Both rural Korea and the coastal region here are amazing. If your favorite color is green like me, you are in for a treat. There are a thousand shades of it here and in abundance. The bright green of the young rice fields and the frilly pale green of the bamboo lining the roads and the deep green of the camellia and pine on the mountains and all of the orchards and gardens that are tended with such care and economy of space everywhere here. It is a visual explosion of chlorophyll. The shoreline here on the southern coast is craggy and recalls for me those classic Asian landscapes with the mountains in the mist. The waves beat on the shore. The ocean was a deep blue today, and the mist made the islands and mountains in the distance look ethereal.

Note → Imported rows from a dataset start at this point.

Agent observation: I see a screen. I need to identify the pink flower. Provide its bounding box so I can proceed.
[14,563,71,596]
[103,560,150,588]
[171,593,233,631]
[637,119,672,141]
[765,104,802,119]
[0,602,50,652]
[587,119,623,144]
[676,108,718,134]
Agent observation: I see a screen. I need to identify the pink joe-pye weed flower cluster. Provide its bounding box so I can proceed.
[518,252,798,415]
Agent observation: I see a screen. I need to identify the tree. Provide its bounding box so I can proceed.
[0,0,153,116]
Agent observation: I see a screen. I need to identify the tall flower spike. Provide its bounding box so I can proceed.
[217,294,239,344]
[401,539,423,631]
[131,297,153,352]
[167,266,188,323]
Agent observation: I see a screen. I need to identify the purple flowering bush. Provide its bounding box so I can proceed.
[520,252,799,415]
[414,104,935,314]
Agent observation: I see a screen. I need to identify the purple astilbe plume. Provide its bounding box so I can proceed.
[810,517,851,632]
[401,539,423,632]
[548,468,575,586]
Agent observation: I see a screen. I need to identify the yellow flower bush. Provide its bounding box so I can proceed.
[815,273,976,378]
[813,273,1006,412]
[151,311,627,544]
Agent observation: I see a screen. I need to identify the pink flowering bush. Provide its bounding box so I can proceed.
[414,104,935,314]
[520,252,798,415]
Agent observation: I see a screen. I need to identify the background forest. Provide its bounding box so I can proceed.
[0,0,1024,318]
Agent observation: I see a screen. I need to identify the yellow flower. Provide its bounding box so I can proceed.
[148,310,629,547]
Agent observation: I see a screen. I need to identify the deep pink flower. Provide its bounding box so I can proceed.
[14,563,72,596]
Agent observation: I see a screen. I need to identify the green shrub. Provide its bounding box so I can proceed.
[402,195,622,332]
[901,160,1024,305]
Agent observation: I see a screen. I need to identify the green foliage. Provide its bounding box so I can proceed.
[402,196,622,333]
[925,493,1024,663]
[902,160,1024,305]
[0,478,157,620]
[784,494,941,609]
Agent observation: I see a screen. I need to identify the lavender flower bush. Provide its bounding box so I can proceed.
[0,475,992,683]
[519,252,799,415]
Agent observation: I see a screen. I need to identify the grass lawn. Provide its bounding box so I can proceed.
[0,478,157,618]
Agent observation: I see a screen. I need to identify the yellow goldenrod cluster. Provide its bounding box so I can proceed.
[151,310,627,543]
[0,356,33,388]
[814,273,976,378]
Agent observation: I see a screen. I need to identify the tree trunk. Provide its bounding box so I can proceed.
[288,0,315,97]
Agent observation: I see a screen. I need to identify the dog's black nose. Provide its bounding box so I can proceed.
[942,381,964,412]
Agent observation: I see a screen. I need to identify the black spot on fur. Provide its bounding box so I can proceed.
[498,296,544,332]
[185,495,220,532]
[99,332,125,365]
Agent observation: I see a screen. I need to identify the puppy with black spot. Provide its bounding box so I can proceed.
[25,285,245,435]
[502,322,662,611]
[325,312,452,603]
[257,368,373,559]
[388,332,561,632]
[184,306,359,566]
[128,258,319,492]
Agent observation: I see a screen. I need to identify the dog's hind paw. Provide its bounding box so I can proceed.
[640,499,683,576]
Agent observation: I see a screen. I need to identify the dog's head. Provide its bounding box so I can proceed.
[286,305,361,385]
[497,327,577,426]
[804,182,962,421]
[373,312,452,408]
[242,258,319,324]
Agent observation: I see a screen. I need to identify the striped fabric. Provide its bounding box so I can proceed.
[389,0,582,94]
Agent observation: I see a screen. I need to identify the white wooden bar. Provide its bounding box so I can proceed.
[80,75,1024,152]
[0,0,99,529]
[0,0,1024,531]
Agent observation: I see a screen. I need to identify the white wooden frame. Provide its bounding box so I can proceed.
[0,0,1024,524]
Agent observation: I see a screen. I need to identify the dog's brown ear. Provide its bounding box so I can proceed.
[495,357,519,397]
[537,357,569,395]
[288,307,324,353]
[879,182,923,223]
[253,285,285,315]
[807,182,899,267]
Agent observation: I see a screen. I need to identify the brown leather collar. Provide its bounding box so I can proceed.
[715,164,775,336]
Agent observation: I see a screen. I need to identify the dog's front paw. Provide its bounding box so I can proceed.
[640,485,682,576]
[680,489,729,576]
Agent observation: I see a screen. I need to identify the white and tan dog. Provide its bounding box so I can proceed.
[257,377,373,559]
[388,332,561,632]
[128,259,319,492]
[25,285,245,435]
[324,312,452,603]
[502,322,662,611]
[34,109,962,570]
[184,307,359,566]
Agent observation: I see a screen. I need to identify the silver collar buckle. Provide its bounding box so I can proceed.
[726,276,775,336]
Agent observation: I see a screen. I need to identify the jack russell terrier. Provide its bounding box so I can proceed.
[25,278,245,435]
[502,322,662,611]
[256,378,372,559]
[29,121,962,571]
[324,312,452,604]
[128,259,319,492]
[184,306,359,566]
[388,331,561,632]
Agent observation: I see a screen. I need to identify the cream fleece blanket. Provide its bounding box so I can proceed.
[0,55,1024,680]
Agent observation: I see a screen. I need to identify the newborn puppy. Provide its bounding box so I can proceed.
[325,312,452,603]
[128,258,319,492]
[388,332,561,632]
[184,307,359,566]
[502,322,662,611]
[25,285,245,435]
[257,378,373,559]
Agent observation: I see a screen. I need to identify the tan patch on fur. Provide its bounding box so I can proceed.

I was sitting out on the deck of the hotel which overlooks the sea writing but the mosquitoes drove me into the bar. The hostess and her husband just invited me to share their dinner, but I ate before I came. They don’t speak any English so I showed her the pictures of the ridiculous spread they gave me for dinner and I think she understood. The one thing that really bothers me about the language barrier is the potential to seem rude. The people here are so heartbreakingly kind that it pains me to think that I might accidentally insult someone.

There are 123 pictures and funny captions in the latest photoblog. I am going to try to get some sleep. Tomorrow is another big day.